5. Beoordeling van het middel in het incidentele beroep
5.1 Het middel richt zich met rechts- en motiveringsklachten tegen het (in rov. 4.11-4.13 en 4.17 vervatte) oordeel van de rechtbank dat [eiser 1] en Achmea in geen geval voor meer dan 50% van de door [verweerster] geleden schade aansprakelijk zijn.

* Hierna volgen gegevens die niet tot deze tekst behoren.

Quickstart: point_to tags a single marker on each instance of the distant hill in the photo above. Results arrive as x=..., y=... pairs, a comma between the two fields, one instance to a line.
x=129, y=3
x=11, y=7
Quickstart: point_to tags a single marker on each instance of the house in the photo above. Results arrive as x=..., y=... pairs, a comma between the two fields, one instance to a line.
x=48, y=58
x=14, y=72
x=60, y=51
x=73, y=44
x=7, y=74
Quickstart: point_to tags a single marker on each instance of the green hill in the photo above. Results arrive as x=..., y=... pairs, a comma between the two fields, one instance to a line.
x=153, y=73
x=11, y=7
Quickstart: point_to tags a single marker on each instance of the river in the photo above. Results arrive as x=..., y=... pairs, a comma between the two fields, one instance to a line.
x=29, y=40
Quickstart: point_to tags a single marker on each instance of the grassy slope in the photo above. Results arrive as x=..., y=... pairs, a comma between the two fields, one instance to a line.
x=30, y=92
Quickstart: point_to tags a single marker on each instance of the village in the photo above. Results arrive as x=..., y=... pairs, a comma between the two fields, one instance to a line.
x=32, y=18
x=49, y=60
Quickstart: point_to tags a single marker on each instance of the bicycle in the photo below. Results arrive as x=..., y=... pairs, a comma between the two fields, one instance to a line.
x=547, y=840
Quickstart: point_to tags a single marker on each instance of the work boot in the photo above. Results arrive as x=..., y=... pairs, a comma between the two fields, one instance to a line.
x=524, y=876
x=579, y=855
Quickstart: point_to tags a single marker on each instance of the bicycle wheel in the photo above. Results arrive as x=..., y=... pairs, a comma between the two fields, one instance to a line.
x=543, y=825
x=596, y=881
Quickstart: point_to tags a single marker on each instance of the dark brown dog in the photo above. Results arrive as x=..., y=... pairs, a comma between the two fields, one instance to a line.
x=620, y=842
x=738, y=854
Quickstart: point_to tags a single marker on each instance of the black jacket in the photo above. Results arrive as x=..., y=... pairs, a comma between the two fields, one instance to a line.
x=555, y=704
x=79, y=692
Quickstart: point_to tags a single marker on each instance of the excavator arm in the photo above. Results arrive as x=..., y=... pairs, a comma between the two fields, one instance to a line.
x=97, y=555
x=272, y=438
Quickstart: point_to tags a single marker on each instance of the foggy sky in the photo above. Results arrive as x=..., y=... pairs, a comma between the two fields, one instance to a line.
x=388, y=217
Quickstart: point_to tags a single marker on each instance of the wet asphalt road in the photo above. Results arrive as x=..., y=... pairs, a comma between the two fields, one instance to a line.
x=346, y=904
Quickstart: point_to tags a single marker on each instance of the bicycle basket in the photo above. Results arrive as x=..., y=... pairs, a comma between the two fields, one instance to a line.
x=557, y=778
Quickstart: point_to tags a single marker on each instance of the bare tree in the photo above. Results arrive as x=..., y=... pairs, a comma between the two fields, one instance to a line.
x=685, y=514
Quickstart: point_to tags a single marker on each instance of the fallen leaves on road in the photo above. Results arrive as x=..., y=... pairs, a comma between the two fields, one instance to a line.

5.2.1 Onderdeel 1a klaagt dat de rechtbank het onderscheid heeft miskend tussen (externe) hoofdelijke aansprakelijkheid voor het geheel en (intern) regres voor het gedeelte dat ieder in de onderlinge verhouding aangaat. Onderdeel 1b klaagt dat de rechtbank heeft miskend dat rechten uit hoofde van art. 6:174 op grond van art. 6:197 lid 2 BW niet vatbaar zijn voor subrogatie op grond van art. 7:962 BW, zodat Achmea niet in de regresrechten van [eiser 1] jegens [verweerster] treedt. Onderdeel 1c wijst erop dat een verzekeraar op grond van art. 7:962 lid 3 BW geen recht op verhaal heeft ter zake van veroorzaakte en geleden schade in familieverband.
Deze onderdelen lenen zich voor gezamenlijke behandeling.
5.2.2 Redelijke wetstoepassing brengt mee dat de benadeelde medebezitter zelf dat gedeelte van de door hem geleden schade draagt dat overeenkomt met zijn aandeel in de opstal, zodat hij op grond van art. 6:174 in zoverre geen aanspraak heeft op schadevergoeding jegens de andere medebezitter(s) (die dan, mede in verband met art. 6:102 lid 2 BW, voor het overige gedeelte van de schade jegens hem hoofdelijk aansprakelijk zijn). Gelet daarop heeft de rechtbank - die, in cassatie onbestreden, tot uitgangspunt heeft genomen dat [verweerster] en [eiser 1] elk voor 50% in de opstal gerechtigd zijn - met juistheid geoordeeld dat [eiser 1] als de - enige - (mede)bezitter jegens [verweerster] aansprakelijk is tot maximaal 50% van de schade. Daarop stuit de klacht van onderdeel 1a af.
Het voorgaande brengt voorts mee dat van een regresvordering van de aangesproken medebezitter op de benadeelde bezitter geen sprake kan zijn. Daarop stuiten de klachten van de onderdelen 1b en 1c af. Onderdeel 1d bouwt voort op de voorgaande onderdelen en deelt het lot daarvan.
5.3 De in de onderdelen 2 en 3 aangevoerde klachten kunnen niet tot cassatie leiden. Zulks behoeft, gezien art. 81 RO, geen nadere motivering nu de klachten niet nopen tot beantwoording van rechtsvragen in het belang van de rechtseenheid of de rechtsontwikkeling.
6. Beslissing
De Hoge Raad:
in het principale beroep:
verwerpt het beroep;
veroordeelt [eiser] c.s. in de kosten van het geding in cassatie, tot op deze uitspraak aan de zijde van [verweerster] begroot op € 384,34 aan verschotten en € 2.200,-- voor salaris;
in het incidentele beroep:
verwerpt het beroep;
veroordeelt [verweerster] in de kosten van het geding in cassatie, tot op deze uitspraak aan de zijde van [eiser] c.s. begroot op € 68,07 aan verschotten en € 2.200,-- voor salaris.
Dit arrest is gewezen door de raadsheren E.J. Numann, als voorzitter, A.M.J. van Buchem-Spapens, A. Hammerstein, J.C. van Oven en W.A.M. van Schendel, en in het openbaar uitgesproken door de raadsheer E.J. Numann op 8 oktober 2010.